“Estou frequentemente cansado de morte de representar a natureza humana, sem tomar parte dessa mesma natureza humana.” Esta frase de Thomas Mann, que surge como intertítulo a fechar Warnung vor einer heiligen Nutte (Cuidado com Essa Puta Sagrada, 1971), ajuda a compreender como esta obra de Fassbinder, “auto-biográfica, behind the scenes, making of” — estas são as etiquetas que se colaram ao filme — procura, fundamentalmente, mais do que revelar um como-é-que-tudo-se-passa, problematizar este desdobramento entre criar e viver, entre a apresentação e a re-presentação da brutalidade e da violência, ou a tensão entre um impulso colectivo e a forma individual de navegar esse impulso.

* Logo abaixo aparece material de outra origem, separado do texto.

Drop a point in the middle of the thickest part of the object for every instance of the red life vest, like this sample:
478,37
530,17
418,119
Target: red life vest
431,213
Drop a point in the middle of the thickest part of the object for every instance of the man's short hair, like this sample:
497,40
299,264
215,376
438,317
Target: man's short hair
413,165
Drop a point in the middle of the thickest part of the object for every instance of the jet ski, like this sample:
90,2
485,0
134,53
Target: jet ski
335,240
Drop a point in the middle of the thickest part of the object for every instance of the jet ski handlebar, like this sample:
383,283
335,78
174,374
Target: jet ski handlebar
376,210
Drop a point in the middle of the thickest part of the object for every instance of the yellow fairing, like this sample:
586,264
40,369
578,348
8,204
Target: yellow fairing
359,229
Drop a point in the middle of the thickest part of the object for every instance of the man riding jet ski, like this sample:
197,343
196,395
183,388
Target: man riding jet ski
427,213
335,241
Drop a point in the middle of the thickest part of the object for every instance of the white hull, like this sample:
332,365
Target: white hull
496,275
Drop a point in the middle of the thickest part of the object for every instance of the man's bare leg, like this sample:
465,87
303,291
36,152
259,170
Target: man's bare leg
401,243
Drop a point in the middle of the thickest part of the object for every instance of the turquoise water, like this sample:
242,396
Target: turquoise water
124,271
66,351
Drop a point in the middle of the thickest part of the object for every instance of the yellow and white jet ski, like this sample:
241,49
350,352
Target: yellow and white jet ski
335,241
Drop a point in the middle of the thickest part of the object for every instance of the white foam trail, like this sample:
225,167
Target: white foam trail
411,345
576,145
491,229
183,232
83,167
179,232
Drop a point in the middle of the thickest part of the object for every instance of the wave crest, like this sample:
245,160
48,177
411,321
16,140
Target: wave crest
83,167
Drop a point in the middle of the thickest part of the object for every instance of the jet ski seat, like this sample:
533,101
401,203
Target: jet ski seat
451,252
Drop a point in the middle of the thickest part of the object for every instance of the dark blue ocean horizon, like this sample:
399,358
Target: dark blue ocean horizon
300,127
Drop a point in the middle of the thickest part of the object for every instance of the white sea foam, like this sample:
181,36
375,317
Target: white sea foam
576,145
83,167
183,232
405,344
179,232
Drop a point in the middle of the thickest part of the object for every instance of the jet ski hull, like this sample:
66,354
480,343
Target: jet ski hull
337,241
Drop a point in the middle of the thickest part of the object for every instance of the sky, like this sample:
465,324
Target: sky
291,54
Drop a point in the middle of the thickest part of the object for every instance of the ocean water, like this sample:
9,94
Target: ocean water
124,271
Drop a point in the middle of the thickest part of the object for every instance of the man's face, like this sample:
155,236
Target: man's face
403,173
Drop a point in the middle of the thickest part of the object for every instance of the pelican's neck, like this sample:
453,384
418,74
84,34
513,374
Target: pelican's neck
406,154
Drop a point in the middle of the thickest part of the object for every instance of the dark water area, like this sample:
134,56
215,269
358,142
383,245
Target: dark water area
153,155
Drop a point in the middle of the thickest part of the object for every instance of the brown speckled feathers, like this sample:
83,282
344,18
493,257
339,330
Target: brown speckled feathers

Em Abril de 1970, Fassbinder e a sua “família teatral e cinematográfica” filmavam Whity (1971) no sul de Espanha. A coisa correu muito mal, abusos, violência, tensão sexual, drogas, alcool. Cinco meses depois, Fassbinder estava a desdobrar esse tecido emocional e brutal, que a equipa havia vivido, em Cuidado com Essa Puta Sagrada. Sascha (Fassbinder), um dos produtores do filme, que quando não está a gritar está a emborcar cubalibres, encontra-se num hotel em Espanha, juntamente com uma equipa de cinema, esperando a vinda do santo desiquilibrado realizador, Jeff (Lou Castel), e do material técnico para que comecem as filmagens do filme “Patria o Muerte”. Deste microcosmos de artistas em espera e desespero fazem parte Hanna Schygulla, Margarethe von Trotta, Ulli Lommel, Magdalena Montezuma, Werner Schroeter e o protagonista do filme, o actor que observa tudo a partir de uma certa posição cautelar – pelo menos até certo momento – Eddie Constantine.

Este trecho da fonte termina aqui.